By William A. Johnsen
Employing Northrop Frye and René Girard as his theoretical origin, Johnsen reinterprets the works of 3 canonical modernists--Ibsen, Joyce, and Woolf--to argue for his or her dedication to studying collective violence as a defining rationale in literary modernism.
Johnsen exhibits how Frye’s imaginative and prescient of a circulate from mythic to ironic heroes parallels Girard’s view of a society more and more demythologized, and more and more fascinated by scapegoats and victims. He issues to special similarities among those theoretical visions and a growing to be situation for weaker matters throughout literary background, in particular with the flow into the fashionable period. Ibsen, Joyce, and Woolf, he argues, every one wrestled with the strong rituals of self-sacrifice that society calls for within the glossy world—with their techniques and consequences.

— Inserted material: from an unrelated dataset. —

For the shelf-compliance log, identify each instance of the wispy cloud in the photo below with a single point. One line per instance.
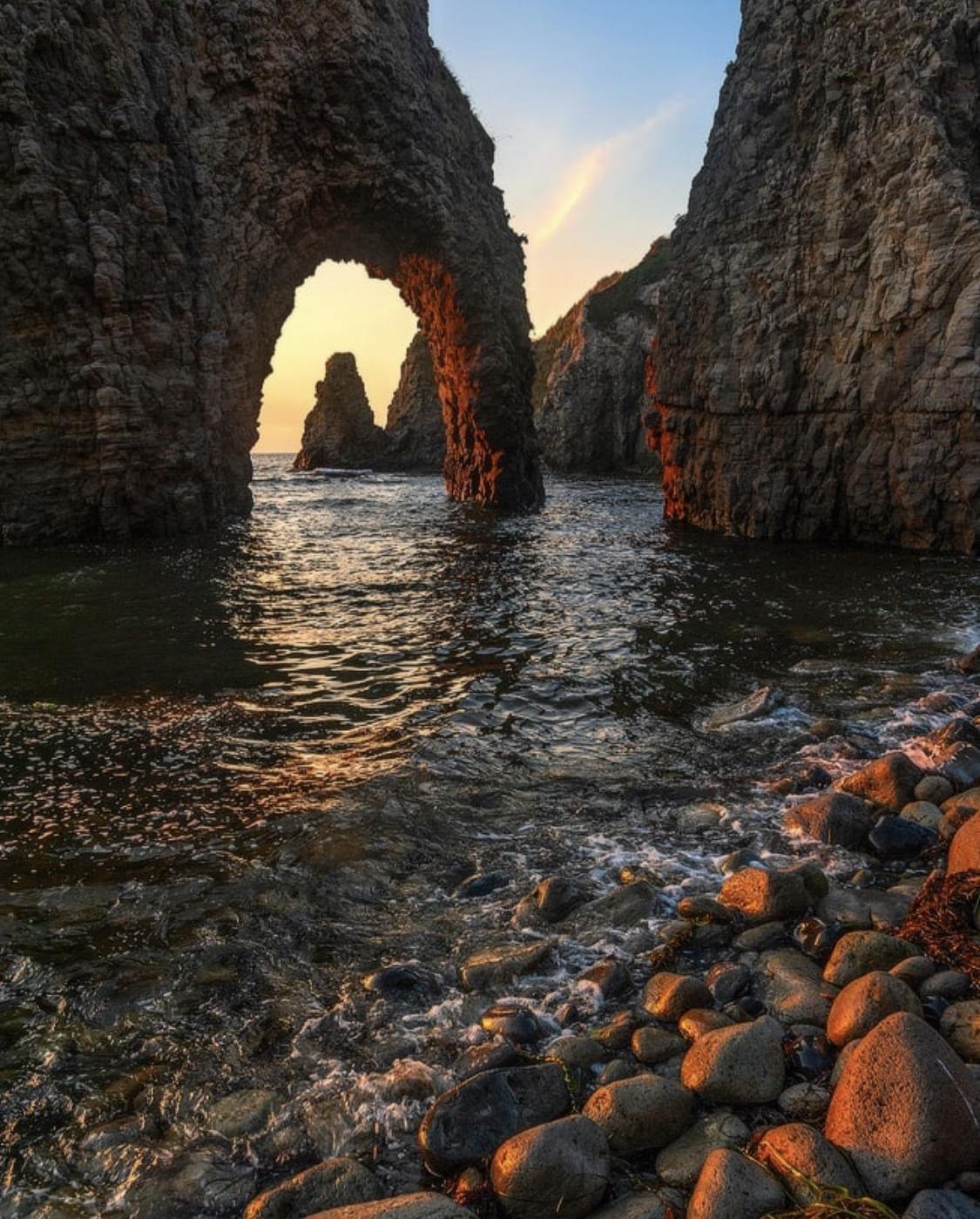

Using this concentration, Johnsen addresses Ibsen’s debatable feedback of the democratic majority, Joyce’s inflammatory rejection of physical-force nationalism, and Woolf’s curious refusal of feminist anger as kindred responses to trendy affirmations of collective violence, no longer simply paralleling the insights of Frye and Girard yet extending and refining them.
William A. Johnsen is professor of English at Michigan kingdom collage and the writer of numerous articles on ecu authors and theory.